Quand vous ferez jouer Music From Wei du compositeur canadien Nick Storring, vous aurez tout de suite le sentiment d’entendre une musique de chambre étoffée. Mais ce sera une erreur! Tous les sons, tous les timbres, toutes les textures, les mélodies, les couleurs de ce court voyage dans des landes mi-ambient mi-minimalistes sont tirées d’un seul instrument, le piano.
L’histoire est la suivante : Storring s’est vu commander une œuvre pour accompagner une création de la chorégraphe torontoise Yvonne Ng.

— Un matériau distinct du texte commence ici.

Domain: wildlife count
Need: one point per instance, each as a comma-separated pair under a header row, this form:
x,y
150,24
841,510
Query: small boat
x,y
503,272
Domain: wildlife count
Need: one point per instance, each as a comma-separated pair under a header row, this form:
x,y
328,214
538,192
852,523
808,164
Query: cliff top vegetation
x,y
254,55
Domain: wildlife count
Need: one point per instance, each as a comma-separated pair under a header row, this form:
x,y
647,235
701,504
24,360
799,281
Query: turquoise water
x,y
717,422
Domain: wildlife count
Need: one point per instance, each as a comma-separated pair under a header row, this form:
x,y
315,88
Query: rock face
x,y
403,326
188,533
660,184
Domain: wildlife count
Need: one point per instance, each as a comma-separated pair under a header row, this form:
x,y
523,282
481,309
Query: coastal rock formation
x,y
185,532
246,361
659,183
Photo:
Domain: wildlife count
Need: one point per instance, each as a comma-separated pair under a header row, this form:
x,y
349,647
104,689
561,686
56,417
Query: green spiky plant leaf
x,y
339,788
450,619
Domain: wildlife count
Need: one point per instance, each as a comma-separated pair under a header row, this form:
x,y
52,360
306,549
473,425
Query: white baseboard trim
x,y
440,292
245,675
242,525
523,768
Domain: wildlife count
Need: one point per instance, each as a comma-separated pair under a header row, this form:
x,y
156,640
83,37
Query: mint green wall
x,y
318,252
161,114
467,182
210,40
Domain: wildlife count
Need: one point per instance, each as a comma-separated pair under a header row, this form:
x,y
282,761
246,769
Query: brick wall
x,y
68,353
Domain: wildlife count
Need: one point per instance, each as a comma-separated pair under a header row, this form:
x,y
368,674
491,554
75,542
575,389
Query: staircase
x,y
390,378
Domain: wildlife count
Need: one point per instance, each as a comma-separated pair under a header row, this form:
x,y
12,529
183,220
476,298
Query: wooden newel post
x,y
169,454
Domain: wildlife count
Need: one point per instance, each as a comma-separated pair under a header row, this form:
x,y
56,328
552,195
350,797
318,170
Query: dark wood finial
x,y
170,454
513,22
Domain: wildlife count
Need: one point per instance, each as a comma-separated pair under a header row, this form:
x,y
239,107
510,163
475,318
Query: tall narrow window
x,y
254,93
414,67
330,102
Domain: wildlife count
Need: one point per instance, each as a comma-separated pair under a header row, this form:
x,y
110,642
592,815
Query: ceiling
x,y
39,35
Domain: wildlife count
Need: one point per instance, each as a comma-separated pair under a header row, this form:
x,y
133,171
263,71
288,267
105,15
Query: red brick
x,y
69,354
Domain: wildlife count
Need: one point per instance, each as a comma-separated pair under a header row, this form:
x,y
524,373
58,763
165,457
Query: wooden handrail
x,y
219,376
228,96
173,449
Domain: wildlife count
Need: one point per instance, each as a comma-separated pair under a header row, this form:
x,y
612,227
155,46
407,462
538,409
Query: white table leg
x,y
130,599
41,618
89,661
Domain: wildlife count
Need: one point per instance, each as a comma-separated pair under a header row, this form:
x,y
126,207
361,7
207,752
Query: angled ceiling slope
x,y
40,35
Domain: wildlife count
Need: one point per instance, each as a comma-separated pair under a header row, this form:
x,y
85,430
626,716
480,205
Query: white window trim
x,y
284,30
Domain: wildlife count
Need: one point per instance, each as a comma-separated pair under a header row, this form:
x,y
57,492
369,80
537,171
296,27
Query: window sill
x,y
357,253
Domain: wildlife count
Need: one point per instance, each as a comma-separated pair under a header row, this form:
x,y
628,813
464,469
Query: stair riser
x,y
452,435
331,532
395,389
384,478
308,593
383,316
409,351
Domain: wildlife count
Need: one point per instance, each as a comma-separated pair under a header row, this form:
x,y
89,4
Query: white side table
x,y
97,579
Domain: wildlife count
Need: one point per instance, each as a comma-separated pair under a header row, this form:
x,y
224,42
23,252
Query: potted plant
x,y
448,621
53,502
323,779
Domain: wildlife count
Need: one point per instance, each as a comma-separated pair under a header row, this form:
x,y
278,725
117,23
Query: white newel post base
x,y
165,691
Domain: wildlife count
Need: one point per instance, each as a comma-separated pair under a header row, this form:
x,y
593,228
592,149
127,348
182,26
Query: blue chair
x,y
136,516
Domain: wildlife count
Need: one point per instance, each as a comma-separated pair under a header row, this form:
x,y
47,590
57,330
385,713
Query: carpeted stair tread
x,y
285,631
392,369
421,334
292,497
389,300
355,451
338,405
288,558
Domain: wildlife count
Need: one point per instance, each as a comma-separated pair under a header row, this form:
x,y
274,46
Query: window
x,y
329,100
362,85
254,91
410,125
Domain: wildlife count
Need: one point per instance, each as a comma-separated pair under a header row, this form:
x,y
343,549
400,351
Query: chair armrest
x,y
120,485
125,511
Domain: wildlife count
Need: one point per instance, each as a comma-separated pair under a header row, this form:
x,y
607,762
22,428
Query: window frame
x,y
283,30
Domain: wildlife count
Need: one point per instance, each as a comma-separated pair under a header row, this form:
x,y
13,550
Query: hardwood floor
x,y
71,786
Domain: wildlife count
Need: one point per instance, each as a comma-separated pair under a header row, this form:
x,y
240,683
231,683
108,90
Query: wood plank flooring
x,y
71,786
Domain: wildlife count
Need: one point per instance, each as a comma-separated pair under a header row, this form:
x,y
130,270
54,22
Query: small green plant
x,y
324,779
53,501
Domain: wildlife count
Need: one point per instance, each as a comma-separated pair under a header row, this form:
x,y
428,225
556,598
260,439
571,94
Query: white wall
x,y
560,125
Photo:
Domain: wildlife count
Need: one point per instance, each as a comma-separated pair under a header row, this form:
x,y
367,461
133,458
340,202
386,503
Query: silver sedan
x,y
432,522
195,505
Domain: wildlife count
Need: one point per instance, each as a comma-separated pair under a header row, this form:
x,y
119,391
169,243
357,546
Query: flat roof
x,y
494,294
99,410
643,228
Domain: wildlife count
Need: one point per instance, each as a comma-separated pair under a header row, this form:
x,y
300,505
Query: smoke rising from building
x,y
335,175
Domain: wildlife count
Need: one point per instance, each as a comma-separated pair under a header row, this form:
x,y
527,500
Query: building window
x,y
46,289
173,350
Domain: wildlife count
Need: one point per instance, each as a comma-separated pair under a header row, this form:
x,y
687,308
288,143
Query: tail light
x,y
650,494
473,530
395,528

Pour des raisons d’économie et d’efficacité, Storring a décidé d’utiliser un seul piano, mais de toutes les manières imaginables, plutôt que d’avoir à transporter toute une ribambelle d’instruments en avion vers le site de la création : Banff en Alberta. Plus les semaines avançaient, plus Storring trouvait de nouvelles façons de créer des sonorités disparates, lesquelles demandaient à être combinées par la suite afin de créer l’illusion d’un ensemble de plus grande envergure.
Tout y passe : des objets de toutes sortes entre les cordes (la technique du piano préparé), des archets pour frotter, des baguettes et des bâtons pour frapper et même l’utilisation d’un Disklavier pour malaxer la pâte sonore.
Le résultat est super attrayant et entièrement redevable au compositeur, parce que, toutes ces triturations auraient pu être utilisées de manière abrasive et uniquement cérébrale. Or, Storring est allé ailleurs. Il a créé une trame sonore largement contemplative et néo-impressionniste, mais frémissante, et qui s’accommode fort bien d’éléments minimalistes répétitifs plus actifs. Aussi, mais plus rares, des passages où un groove vaguement hip hop nous rappelle que nous ne sommes pas en 1960, mais bien en 2022.
Laissez-vous embarquer dans ce (trop court) voyage et ses paysages scintillants, nimbés d’une aura surtout pensive qui se conclut (presque) sur une finale digne de Music in Twelve Parts de Glass.